Contributing
Table of Contents
con/serve is a community knowledge base. If you know of a tool for archiving digital research artifacts that is not yet cataloged here, we welcome contributions.
Adding a New Tool Entry #
1. Choose the right section #
Place your tool page in the appropriate subdirectory under content/tools/:
| Section | Artifact type |
|---|---|
communications/ | Messaging platforms (Slack, Telegram, Matrix, email) |
media/ | Video, audio, images |
code-artifacts/ | Issues, PRs, discussions, wikis from code forges |
cloud-storage/ | Cloud-hosted files (Google Drive, S3, Dropbox) |
publications/ | Scholarly citations, PDFs, references |
web/ | Web pages and sites |
ai-sessions/ | AI coding sessions and conversations |
If your tool does not fit any existing section, open an issue to discuss whether a new section is warranted.
2. Create the file #
Create a new markdown file in the appropriate section directory.
Use a URL-friendly slug for the filename (e.g., my-tool.md).
3. Fill in the front matter #
Every tool page must include the following front matter:
---
title: "Tool Name"
date: 2026-02-12
description: "One-line description of what the tool does"
summary: "Brief summary for listing pages"
categories: ["Communications"]
tags: ["slack", "export", "json"]
media_types: ["slack"]
integrations: ["git-annex"]
ai_readiness: ["ai-ready"]
params:
# URLs (required -- every tool must have at least repo + homepage + issues)

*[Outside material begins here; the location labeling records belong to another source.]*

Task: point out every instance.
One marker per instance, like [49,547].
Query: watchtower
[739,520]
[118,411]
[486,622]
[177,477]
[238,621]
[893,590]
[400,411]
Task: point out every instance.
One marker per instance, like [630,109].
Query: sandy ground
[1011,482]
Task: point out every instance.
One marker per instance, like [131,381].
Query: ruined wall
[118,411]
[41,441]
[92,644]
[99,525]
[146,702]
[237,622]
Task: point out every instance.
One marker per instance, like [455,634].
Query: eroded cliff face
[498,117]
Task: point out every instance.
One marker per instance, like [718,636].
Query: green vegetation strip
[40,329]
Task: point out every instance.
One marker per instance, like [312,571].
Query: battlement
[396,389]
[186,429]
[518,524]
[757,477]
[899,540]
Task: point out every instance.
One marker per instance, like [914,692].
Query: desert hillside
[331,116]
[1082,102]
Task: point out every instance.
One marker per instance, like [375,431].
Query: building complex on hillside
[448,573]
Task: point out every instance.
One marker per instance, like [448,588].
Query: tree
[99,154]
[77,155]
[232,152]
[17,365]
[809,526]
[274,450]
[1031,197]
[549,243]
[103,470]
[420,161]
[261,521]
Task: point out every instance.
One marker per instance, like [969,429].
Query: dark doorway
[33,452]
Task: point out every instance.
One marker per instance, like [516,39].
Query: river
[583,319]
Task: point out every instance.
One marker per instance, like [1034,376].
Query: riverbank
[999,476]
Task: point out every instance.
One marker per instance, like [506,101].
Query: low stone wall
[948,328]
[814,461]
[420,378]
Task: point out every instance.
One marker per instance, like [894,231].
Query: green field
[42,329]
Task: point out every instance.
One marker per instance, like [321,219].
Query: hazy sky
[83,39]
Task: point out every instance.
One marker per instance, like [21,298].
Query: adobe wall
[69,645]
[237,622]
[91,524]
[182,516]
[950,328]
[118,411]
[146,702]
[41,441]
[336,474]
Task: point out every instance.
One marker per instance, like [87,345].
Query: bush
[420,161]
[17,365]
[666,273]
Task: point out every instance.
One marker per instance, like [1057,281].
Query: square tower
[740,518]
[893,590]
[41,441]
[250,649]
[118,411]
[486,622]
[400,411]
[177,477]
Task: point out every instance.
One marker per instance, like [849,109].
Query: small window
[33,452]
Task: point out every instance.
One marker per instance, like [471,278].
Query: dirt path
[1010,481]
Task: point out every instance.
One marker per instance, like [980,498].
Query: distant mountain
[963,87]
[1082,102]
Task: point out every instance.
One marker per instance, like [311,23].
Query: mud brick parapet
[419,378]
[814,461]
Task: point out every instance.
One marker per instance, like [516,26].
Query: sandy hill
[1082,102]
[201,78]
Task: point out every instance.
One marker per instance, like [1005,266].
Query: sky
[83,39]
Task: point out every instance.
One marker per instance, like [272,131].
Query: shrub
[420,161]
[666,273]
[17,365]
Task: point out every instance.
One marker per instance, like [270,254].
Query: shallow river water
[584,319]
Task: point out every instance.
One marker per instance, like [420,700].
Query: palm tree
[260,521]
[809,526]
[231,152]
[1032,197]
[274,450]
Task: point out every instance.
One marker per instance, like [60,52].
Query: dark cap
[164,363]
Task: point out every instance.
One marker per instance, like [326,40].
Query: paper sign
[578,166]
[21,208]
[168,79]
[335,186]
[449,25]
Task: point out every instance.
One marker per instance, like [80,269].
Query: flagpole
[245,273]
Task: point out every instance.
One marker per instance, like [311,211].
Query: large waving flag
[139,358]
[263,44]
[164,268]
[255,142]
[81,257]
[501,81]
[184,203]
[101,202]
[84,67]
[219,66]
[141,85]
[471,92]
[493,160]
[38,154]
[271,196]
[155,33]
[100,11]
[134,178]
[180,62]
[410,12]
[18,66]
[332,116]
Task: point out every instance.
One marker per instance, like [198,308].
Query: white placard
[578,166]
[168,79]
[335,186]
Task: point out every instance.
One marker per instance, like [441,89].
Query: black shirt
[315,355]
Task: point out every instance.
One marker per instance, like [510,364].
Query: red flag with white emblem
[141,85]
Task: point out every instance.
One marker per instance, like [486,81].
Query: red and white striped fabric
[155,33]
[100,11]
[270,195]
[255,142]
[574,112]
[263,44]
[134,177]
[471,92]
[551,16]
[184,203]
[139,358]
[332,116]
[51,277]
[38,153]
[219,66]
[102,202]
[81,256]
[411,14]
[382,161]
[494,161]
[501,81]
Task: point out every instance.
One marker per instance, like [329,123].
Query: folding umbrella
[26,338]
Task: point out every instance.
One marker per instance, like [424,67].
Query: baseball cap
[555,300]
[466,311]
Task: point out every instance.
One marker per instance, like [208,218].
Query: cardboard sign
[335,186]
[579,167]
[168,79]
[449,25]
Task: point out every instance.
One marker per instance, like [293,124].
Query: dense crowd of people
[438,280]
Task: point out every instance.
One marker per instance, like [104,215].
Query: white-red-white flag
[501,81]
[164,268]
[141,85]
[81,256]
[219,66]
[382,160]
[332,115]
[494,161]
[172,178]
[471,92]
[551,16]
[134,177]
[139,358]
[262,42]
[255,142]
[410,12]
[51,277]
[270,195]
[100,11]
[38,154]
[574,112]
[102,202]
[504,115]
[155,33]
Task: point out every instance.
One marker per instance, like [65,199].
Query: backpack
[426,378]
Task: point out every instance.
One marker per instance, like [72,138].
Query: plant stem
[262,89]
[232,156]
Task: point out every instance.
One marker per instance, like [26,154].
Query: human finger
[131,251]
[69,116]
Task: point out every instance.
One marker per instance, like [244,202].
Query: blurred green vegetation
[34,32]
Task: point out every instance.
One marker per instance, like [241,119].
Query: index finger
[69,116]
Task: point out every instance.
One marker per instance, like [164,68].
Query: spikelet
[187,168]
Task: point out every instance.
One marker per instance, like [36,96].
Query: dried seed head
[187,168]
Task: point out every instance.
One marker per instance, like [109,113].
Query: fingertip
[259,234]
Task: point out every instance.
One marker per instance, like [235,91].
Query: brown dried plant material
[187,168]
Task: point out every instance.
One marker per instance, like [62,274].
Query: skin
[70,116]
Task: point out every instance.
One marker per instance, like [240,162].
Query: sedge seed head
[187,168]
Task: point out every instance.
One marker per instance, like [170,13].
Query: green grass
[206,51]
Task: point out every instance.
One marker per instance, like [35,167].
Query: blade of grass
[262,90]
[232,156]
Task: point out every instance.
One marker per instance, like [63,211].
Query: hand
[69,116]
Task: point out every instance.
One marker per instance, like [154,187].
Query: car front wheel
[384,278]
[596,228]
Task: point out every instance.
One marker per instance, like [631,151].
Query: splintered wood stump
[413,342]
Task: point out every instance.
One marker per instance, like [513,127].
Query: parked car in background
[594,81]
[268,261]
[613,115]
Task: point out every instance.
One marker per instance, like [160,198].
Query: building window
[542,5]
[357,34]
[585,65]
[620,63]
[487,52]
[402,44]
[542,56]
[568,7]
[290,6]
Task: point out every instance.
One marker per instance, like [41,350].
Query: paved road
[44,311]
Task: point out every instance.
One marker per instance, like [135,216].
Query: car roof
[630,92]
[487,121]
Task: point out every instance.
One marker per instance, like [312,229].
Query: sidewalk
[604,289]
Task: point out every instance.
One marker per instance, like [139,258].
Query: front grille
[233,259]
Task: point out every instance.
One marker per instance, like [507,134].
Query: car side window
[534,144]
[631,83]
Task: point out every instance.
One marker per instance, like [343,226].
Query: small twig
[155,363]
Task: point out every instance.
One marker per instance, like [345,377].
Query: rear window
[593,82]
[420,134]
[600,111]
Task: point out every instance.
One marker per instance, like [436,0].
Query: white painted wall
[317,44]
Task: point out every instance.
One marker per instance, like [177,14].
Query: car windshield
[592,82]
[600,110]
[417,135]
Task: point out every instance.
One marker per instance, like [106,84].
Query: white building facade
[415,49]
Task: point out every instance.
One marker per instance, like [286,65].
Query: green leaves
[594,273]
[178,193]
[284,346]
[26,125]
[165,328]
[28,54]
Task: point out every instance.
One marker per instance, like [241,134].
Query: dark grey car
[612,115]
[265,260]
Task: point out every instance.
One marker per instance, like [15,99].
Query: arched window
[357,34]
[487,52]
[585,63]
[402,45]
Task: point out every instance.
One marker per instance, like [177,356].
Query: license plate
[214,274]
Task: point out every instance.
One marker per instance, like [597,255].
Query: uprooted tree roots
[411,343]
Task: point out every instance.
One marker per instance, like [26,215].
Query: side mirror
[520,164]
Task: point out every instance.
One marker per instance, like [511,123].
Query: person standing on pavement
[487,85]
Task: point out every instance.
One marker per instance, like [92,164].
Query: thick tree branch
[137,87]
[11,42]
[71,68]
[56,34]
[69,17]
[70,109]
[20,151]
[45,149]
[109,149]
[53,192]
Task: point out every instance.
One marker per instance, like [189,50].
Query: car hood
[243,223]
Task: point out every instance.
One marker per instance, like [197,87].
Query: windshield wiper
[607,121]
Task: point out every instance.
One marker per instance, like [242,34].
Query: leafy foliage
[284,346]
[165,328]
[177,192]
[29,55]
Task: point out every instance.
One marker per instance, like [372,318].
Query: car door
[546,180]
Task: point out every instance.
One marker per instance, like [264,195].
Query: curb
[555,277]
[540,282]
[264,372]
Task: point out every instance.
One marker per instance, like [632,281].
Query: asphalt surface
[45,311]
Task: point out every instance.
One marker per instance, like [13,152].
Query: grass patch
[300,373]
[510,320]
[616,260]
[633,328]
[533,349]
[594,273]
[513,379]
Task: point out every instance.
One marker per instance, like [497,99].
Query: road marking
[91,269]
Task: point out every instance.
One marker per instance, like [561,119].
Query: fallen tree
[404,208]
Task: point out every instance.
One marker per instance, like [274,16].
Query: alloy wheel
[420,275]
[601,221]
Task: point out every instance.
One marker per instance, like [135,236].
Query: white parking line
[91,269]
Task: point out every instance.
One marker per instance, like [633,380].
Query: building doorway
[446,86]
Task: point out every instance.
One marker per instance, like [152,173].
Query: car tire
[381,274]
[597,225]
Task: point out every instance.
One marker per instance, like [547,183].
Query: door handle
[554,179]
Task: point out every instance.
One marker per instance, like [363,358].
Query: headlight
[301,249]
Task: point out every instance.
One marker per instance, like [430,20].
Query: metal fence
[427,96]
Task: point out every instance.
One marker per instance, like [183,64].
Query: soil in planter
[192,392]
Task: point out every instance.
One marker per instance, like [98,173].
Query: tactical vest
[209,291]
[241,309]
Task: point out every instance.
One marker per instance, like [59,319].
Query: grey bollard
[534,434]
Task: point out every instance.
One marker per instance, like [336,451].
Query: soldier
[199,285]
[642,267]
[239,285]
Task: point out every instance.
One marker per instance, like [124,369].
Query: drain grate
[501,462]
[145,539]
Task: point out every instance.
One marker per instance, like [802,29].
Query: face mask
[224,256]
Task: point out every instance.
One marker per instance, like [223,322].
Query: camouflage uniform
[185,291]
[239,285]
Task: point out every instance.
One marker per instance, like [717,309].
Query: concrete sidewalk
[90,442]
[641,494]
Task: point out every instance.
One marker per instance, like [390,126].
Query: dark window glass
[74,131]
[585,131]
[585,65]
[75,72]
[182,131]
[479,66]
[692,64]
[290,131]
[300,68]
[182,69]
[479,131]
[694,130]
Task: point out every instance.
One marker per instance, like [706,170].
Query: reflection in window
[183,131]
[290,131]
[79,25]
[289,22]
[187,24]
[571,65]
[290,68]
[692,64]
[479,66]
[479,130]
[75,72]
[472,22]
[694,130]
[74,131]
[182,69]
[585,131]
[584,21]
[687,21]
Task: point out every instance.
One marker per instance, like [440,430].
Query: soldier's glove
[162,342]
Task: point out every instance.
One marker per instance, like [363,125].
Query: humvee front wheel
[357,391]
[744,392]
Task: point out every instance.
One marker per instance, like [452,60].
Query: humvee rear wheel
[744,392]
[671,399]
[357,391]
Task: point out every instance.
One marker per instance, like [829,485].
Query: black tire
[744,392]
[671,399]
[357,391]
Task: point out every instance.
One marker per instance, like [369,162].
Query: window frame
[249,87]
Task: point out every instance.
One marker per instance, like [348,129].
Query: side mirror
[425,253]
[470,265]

repo: "https://github.com/org/repo"
homepage: "https://tool.example.com"
issues: "https://github.com/org/repo/issues"
# URLs (optional but encouraged)
discussions: "https://github.com/org/repo/discussions"
docs: "https://tool.readthedocs.io"
changelog: "https://github.com/org/repo/blob/main/CHANGELOG.md"
# Metadata
language: "Python"
license: "MIT"
maturity: "stable"
last_verified: "2026-02"
---
4. Front matter field reference #
Required fields:
| Field | Description |
|---|---|
title | Human-readable tool name |
date | Date the entry was created (YYYY-MM-DD) |
description | One-line description |
summary | Brief summary for listing pages |
categories | One of: Communications, Media, Code Artifacts, Cloud Storage, Publications, Web, AI Sessions |
integrations | One or more of: native-datalad, git-annex, git-only, external |
ai_readiness | One or more of: ai-ready, ai-partial, ai-manual |
params.repo | Source code repository URL |
params.homepage | Project homepage or documentation URL (can be same as repo) |
params.issues | Bug tracker / issue tracker URL |
params.language | Primary programming language |
params.license | SPDX license identifier |
params.maturity | One of: stable, beta, alpha, concept |
params.last_verified | When URLs and content were last verified (YYYY-MM) |
Optional fields:
| Field | Description |
|---|---|
tags | Free-form tags for discoverability |
media_types | Specific format or platform identifiers |
params.discussions | Forum, GitHub Discussions, mailing list, or chat URL |
params.docs | Dedicated documentation site URL |
params.changelog | Changelog URL |
5. Write the content #
Structure the page body with these sections (adapt as needed):
## Overview
What the tool does, who maintains it, and why it matters for archival.
## Installation
How to install the tool. Prefer package managers and reproducible methods.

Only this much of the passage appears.